Things are spinning out of control. I have no answers to ADHD, and to the mysteries of it all.
by Jane D.
Everything has been falling apart.
I went to the Indian Buddhaman, otherwise known as the designated psychiatrist for the monthly pow wow. Maybe it was just that time of day, dusk, but he began nodding oddly as I came flooding at him with my woes. The pseudo-boyfriend dumped me and wants to be a friend, but I like him a lot. I wish we'd been on the same page. I wish I hadn't asked him for more and burst into tears—hindsight is 20/20.
I watch as the Buddhaman's head drops to his chin, his eyes bloodshot. It frustrates me even more, men—sorry shrinks, sorry men just don't listen. I told him how I've reached this date drought—there's no good men out there. I was whining about when I'd walk down the aisle, and once again, I watch as his head drops. I tell him about my ten-day window to find a new gig: What am I going to do, will I need to go out on the streets? He looks like one of those night owls perched on a branch. I burst into tears, perhaps as an subconscious last resort and way to get his attention.
His advice for the man problem is to move beyond the pseudo-boyfriend, the guy with intimacy problems. "He might be dating five other women," he says. "Yeah but I like him. I'm not going to find anyone else like him," I say. I tell him about the doctor who I've been having breakfast with for three months now; he pays each time, but he has yet to make any move. "So next time bring him up to your place, get him in bed," he says. I can't believe this Buddhaman, he's so crude. "If that doesn't work, go to your Rolodex." He is really crude.
Mostly though, lately things have been spinning out of control, I feel that the men have become islands that I hang on to. If I focus on the island, then I can lose track of the sea. It's nice that way, it's comfortable; focus on unavailable men, the Pope, the beta fish, shopping, rather than the real problems at hand: the stack of bills, papers, taxes, finding what one really wants in life and sticking with it. I am avoiding the issues. I left the Buddhaman's office with a bunched up Kleenex in hand.
There is even no respite in religion. The other day, my new friend from Catholic class and I went to mass. We jokingly call the 7:30 p.m. mass "ass mass," for the hope that we'll catch the eye of one of the young and dashing investment bankers who throw $20 bills into the offering basket.

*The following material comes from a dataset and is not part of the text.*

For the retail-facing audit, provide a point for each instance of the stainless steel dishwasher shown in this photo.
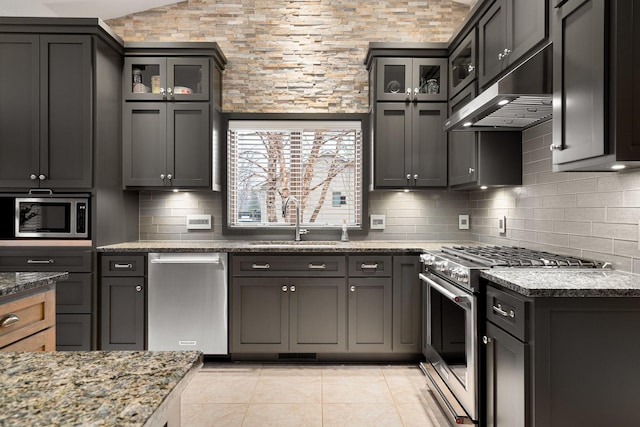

The homily was about doubting Thomas, how there's a doubting Thomas in each of us, how we need to hang onto certainty in life, how we need to simply know when often there are no answers. ADHD and the mysteries of it all have no answers either. I thought about it for a while as I knelt down and fixated on the marble floor. Maybe I needed to not feel so bad about simply not knowing, and realizing that no one — certainly not a psychiatrist with a prescription in hand — can solve the many questions.